What's your current role and what exciting things are you working on at the moment?
Currently, I’m a Data Infrastructure Engineer at Spotify. I work on a cross-functional team of about six people focused on solving data quality specific problems within a larger “data infrastructure” organization. Right now, we’re iterating on several tools internally, including validation and profiling tools that interoperate with data pipelines written with Scio. These are exciting for technical reasons, such as our use of Magnolia for typeclass derivation, but that’s not the only exciting thing about them.
What’s really important about these validation and profiling tools, and what makes me excited to work on them, is that they fill a need that data engineers at Spotify have. We also have ongoing maintenance work, on both internal projects and open source projects like Ratatool. “Maintenance work” sounds boring but I love having the chance to learn more about the problems people want our tools to solve and to help make that happen for them.
What's the biggest challenge that you face in your work and how are you addressing the challenge?
The culture at Spotify is different than at other places I’ve worked. We’re very autonomous and initiatives are often driven from the bottom-up (rather than top-down). I believe that everyone I work with has good intentions and wants to build the best product we can, and our different perspectives make us stronger. But sometimes it can be a challenge to get others to understand our perspective, or to understand theirs.
Currently, we’re working to increase adoption of our tools, and understanding the perspective of why someone would want to invest time in using our tools, or why they might need to focus on other product or maintenance work instead, is an important exercise. We’re addressing this by trying to be good listeners! For one small example, we recently stopped posting GitHub pull request links in our public Slack channel, because we found that it became noise that drowned out questions that other teams had for us.
What's the biggest thing that is misunderstood about Data Pipelines?

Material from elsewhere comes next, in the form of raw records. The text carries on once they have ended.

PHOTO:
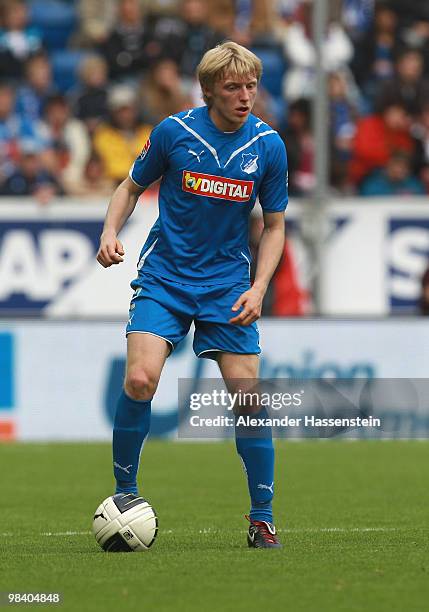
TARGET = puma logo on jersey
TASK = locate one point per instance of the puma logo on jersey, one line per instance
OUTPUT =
(216, 186)
(249, 163)
(197, 155)
(145, 149)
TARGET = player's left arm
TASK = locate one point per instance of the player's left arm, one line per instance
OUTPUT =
(270, 250)
(273, 198)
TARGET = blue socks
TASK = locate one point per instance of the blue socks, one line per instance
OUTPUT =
(257, 453)
(130, 428)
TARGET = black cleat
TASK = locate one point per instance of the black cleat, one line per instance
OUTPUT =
(262, 534)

I think that a misconception that people working with data often have is that collecting more data will help them solve their problems. More data can help solve problems, but it can also cause problems if you don’t handle it appropriately; for example, if it’s not clearly owned and well maintained, or if it contains users’ personal information and isn’t kept secure. When I first joined Spotify I worked on some of our GDPR compliance infrastructure, and so I’m very aware that owning large amounts of user data has both pros and cons, and you have to be careful with the data you collect.
What are the trends that will shape the future of Data and Data Pipelines?
Understanding your data is already important, and I think that will only become more true as time passes. AI is very trendy right now, and a machine learning model is only as good as the cleanliness and quality of the data that feeds it. Trends like: users seeking control of the data that they produce in your ecosystem, and: measuring the interpretability of the models that use your data as features (both for the consumers and producers of the models) matter if you want to build technologies that work well for the people using them.
What will you talk about at Scale By the Bay and why did you choose to cover this subject?
Our talk is called “How to Eliminate Surprises In Your Data.” I think that data quality is fundamentally important to building useful pipelines at scale, and it’s also what I work on every day. I wanted to share Spotify’s approach so that we could start a conversation about what other companies are doing with data quality initiatives, and where we as an industry can go in the future.
Who should attend your talk and what will they learn?
I don’t want anyone to be scared off from attending our talk, so I want to mention that even though I work primarily in Scala, we won’t be doing any deep dives into Scala internals.
If you operate data pipelines at scale and don’t already have infrastructure that’s specifically targeted at data quality, the talk can give you a sense of where to get started. We’ll also talk about the cultural changes we’re working on to prioritize data quality. If you work on data pipelines, you probably work with other people, and I want you to feel empowered by our talk to take ownership of the culture you’ve built around quality.
Anything else you'd like to add?
I’m also a member of the NYC steering committee for the LGBTQ+ employee resource group at Spotify. Speaking only for myself, one of the reasons I’m a data engineer is because I feel that it’s important to consider the impact that your choices as an engineer will have on the people whose data you’re using, especially those from already marginalized communities. I won’t be talking about this on stage but I would love to hear what people at Scale By the Bay are doing to be responsible stewards of data. Come find me in the hallway!